Si se les escapa, a veces, una furtiva sonrisa que no tiene objeto real, sino dedicada al cielo; si han dejado de quejarse del calor; si tienen el aspecto de haberse recién despertado de un sueño placentero, entonces no hay duda: estuvieron en el concierto de Bruce Springsteen. O lo que es lo mismo, hicieron un largo viaje al universo de la música, al planeta del rock y todavía no han encontrado el camino del regreso. La convalecencia será larga y, como portadores de un virus misterioso, se empeñarán en transmitirlo a todo su entorno. Se comportarán como nuevos conversos, y nos contarán una historia que básicamente, se repite: no eran fans de Bruce Springsteen, tenían cierto reparo a su estética de camionero, no les interesaba una música tan radicalmente americana –aunque lo esencialmente americano, en este caso, es la mezcla irlandesa, negra, country, roquera…-, pero tras los primeros acordes se derribó el muro y resultó imposible resistirse a esa oleada de energía.
No volverán a creer en una música sin músicos. No volverán a gustarles los conciertos pulcramente preparados. No volverán a creer en dioses musicales que establecen su sede en el Olimpo y que no saben siquiera la tierra que pisan. No querrán tener un “boss” que no sea, a la vez, un igual, un currante, un animador del grupo. Volveremos a escuchar palabras casi olvidadas: honestidad, profesionalidad, autenticidad, alegría en el trabajo. Sentirán que formar parte de un grupo no es disolverse. Que el conjunto existe porque cada uno de los músicos es único en su oficio. Olvidarán el precio de la entrada, el viaje, el calor, la mala acústica inicial y solamente sufrirán, como un foso de incomprensión, la de aquellos que no han compartido la emoción del viaje.

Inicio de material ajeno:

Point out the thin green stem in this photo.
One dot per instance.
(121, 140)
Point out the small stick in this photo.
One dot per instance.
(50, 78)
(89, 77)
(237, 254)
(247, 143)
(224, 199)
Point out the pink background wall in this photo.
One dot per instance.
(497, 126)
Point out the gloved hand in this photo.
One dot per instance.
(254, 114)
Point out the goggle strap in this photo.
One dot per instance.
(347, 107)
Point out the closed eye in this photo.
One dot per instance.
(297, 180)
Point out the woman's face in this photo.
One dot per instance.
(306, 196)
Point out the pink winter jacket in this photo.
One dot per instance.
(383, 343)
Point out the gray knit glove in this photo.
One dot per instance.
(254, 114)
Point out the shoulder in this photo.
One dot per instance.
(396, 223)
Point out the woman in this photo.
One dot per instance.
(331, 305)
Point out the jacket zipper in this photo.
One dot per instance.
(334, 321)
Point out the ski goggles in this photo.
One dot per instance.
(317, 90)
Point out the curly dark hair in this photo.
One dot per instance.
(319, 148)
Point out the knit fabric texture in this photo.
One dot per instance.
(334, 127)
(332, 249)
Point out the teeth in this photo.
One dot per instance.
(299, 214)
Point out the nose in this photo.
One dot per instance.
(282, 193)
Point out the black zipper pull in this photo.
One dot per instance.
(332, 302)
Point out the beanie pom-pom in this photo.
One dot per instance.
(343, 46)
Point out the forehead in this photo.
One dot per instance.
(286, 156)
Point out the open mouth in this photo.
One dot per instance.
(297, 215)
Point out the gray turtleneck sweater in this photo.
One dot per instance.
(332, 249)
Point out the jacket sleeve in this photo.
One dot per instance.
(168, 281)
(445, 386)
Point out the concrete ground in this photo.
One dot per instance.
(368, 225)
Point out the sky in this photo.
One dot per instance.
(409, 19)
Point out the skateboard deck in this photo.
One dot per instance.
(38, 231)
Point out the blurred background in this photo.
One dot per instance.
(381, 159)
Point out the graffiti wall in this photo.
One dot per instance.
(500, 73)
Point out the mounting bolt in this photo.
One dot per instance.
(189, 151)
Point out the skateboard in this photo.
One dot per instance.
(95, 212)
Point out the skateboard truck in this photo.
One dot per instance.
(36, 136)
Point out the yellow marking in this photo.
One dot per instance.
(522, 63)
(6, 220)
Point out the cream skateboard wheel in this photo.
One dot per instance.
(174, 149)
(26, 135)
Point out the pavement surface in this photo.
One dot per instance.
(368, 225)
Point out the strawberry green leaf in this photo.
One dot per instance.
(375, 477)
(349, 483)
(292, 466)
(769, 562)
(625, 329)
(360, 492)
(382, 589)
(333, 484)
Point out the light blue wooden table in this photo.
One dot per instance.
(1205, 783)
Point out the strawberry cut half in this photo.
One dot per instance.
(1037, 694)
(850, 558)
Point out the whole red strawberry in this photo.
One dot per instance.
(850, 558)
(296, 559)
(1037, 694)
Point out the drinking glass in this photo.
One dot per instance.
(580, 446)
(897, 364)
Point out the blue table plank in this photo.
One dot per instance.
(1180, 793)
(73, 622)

Se disolverá su interés por los efectos especiales y los montajes comerciales Se destrozará el mito sexual de la juventud de carnet de identidad. Se volverán forofos del esfuerzo, del working, de la conquista perseverante y alegre de los territorios sentimentales. Van a creer en la energía latente, en el poder liberador de la música. Sentirán, no el orgasmo de los que cantan ante un auditorio sumiso, sino de los que participan en una explosión universal de la energía contenida que llevamos dentro. Una energía que surge del dolor, de la superación, de los paisajes diversos y de la vida que nos ha golpeado a todos.
Tanta investigación científica, tanto esfuerzo por conocer las fuentes de la vida y quizá –solo quizá- el rock sea la fuente de la eterna juventud. No era un concierto, entonces, era la vida auténtica, vertiginosa y cruel, auténtica y mítica, dramática y cómica, que te arrasa si no haces el esfuerzo de “working on a dream”.